Extract Accounting Data with Artificial Intelligence

Extract Accounting Data with Artificial Intelligence AI

The question most bookkeepers and accountants are asking is how can you extract data with artificial intelligence or machine learning, and not just using data extraction / OCR techniques.

The scenario is straightforward. You are a bookkeeper or accountant, and you can be working in a company that offers outsourced bookkeeping or accounting services, or in an internal finance team in a business. It doesn’t matter.
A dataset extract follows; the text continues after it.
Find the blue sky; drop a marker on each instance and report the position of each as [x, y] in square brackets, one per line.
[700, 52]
What does matter is if you’re doing cash based or accrual accounting. If you’re doing cash based accounting, then you’re primarily creating the bookkeeping entries from either the bank statements or the credit card statements. It means you don’t have a huge amount of documentation which you need to process bookkeeping entries from.

However, if you are doing accrual based accounting, then you need to look at each document. (And sometimes you first need to reconcile groups of documents).
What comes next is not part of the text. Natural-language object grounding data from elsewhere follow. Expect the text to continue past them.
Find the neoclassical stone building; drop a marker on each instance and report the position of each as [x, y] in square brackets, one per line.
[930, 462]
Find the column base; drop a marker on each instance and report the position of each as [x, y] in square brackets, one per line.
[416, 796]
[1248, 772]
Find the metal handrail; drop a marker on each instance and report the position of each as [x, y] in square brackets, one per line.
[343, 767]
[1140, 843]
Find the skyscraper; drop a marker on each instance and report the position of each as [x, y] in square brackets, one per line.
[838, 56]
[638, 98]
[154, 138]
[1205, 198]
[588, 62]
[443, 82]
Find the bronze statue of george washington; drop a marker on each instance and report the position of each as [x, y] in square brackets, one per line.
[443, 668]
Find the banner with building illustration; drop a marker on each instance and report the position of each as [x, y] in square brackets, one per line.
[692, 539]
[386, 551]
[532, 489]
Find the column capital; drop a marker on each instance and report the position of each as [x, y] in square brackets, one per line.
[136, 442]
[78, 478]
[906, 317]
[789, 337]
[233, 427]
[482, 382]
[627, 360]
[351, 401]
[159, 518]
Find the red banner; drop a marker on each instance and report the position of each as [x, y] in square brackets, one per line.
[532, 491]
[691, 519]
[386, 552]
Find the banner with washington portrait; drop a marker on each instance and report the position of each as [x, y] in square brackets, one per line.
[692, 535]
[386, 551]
Then work out the bookkeeping entry from each of these documents.

So you can either do this process of data extraction manually or you can use a variety of technology that is available to help you with this.

Artificial Intelligence around data extraction is a confusing term

There is so much information and misinformation around data extraction using AI. If you do a couple of google searches, you’ll find articles such as:

  • data extraction from documents
  • ai extraction
  • intelligent data extraction
  • document ai
  • deep learning for data extraction
  • ai data entry

Really confusing, isn’t it!

Artificial Intelligence is being used in automated accounting
Even thought artificial intelligence, machine learning and other technology is being marketed in more accounting and bookkeeping technology solutions, it’s still highly confusing, as people are not sure of the differences between the different technology or how it can help them automate their accounting.

To make matters more complicated, some companies are using really basic technology together with people in the background, and some companies are using technology.

The idea of this article is to try give you clarity on what the different choices are. And also how DOKKA is approaching the problem.

What is OCR in accounting

Before we even get to more advanced technology like artificial intelligence and machine learning, it’s important to understand the basics. That way you can learn how to Extract Accounting Data with Artificial Intelligence.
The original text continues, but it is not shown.